To compare — only modestly — it takes a bit more than eight minutes for light from our sun to reach earth.

Watching things in space is sort of like using H.G. Wells’ time machine, but traveling back in time rather than forward, seeing things that took place some time ago. Considering the span of Saraswati, light from a sun at one end would take 600 million years to reach a sun at the opposite end.

The other recent astronomical discovery concerns 12 new moons found orbiting Jupiter. These added 12 bring the total number of Jupiter’s moons to a whopping 79.

Imagine what it would be like if Earth had 79 moons to provide nighttime light.

Of course, many of these Jovian moons are quite small; one of those recently found is only one kilometer in diameter, just more than half a mile wide.

All these moons don’t travel in the same direction. Some are prograde, traveling in the same direction as Jupiter’s rotation, and some are retrograde, moving in the opposite direction. In fact, nine of the newly-found 12 are retrograde.

Astronomers describe one of the new moons as an oddball. It is quite small and lies in an outer orbit of the planet. It is a prograde satellite and its orbit actually crosses the orbits of several retrograde moons. This all means at some point, the oddball may actually collide with one of the other moons, an event that might be as exciting (to astronomers) as the Shoemaker-Levy comet collision with Jupiter in 1994.

Jupiter’s diameter is 11.2 times larger than the diameter of the Earth and its volume is 1,321 times larger than Earth’s. Had the Shoemaker-Levy comet crashed Earth instead of Jupiter, it would have obliterated all life on this planet.

Not a very pleasant prospect, but the Earth is a much smaller target and the solar system contains a lot of empty space, making a contact a pretty small proposition.
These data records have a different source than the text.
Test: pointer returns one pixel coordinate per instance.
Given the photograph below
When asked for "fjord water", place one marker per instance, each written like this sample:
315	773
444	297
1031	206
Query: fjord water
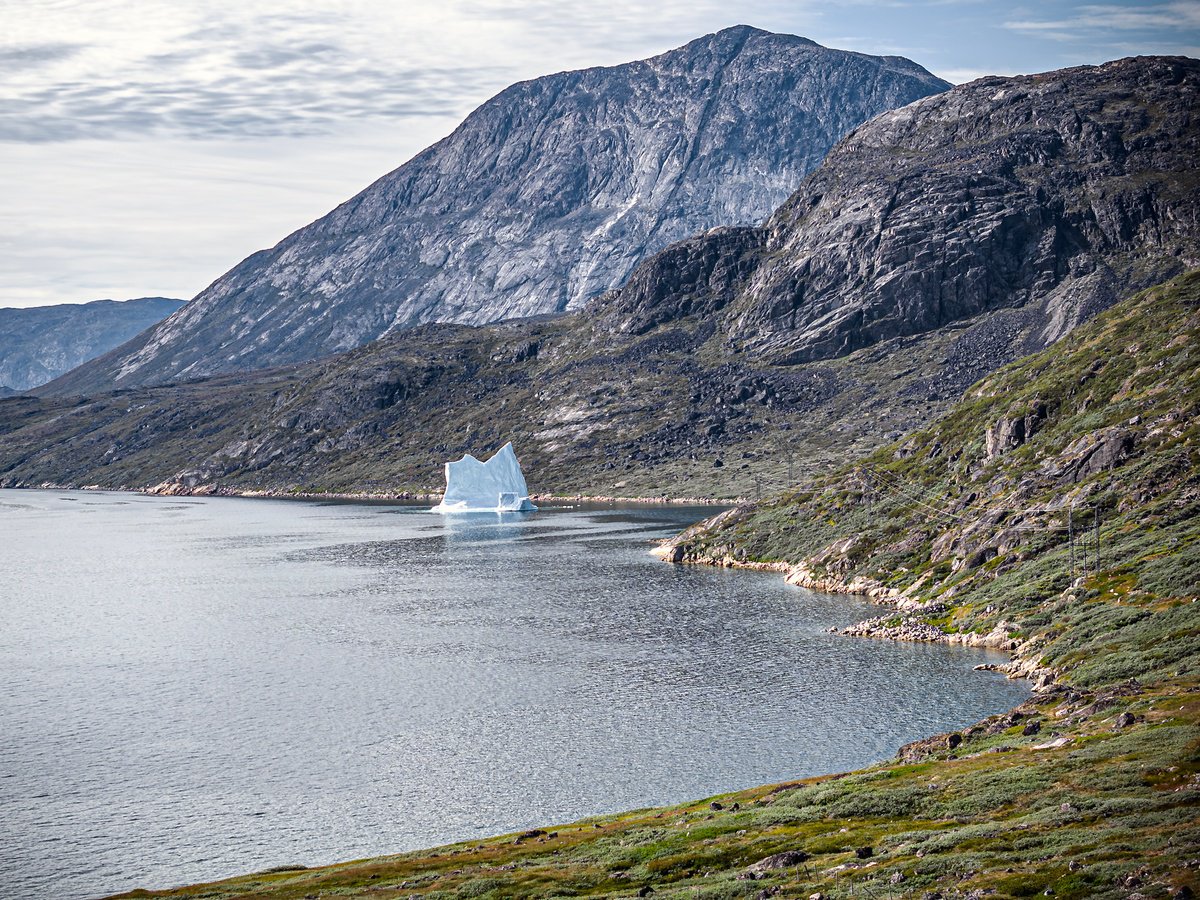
198	688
The orbits of Jupiter and of Earth are elliptical and the distance between the two planets varies from 629 million to 928 million kilometers. The speed of light is about 300,000 kilometers per second, so the light reflected from Jupiter takes about 32 to 52 minutes to reach Earth.

So this means if the moons collide, astronomers here won’t know about it until at least a half hour after it happens, again observing events after they have actually happened.

The universe is a vast and wondrous place, offering up new data every single day.

Wonder if all those 79 moons have been named or just given numbers. Maybe they could name the smallest one PeeWee.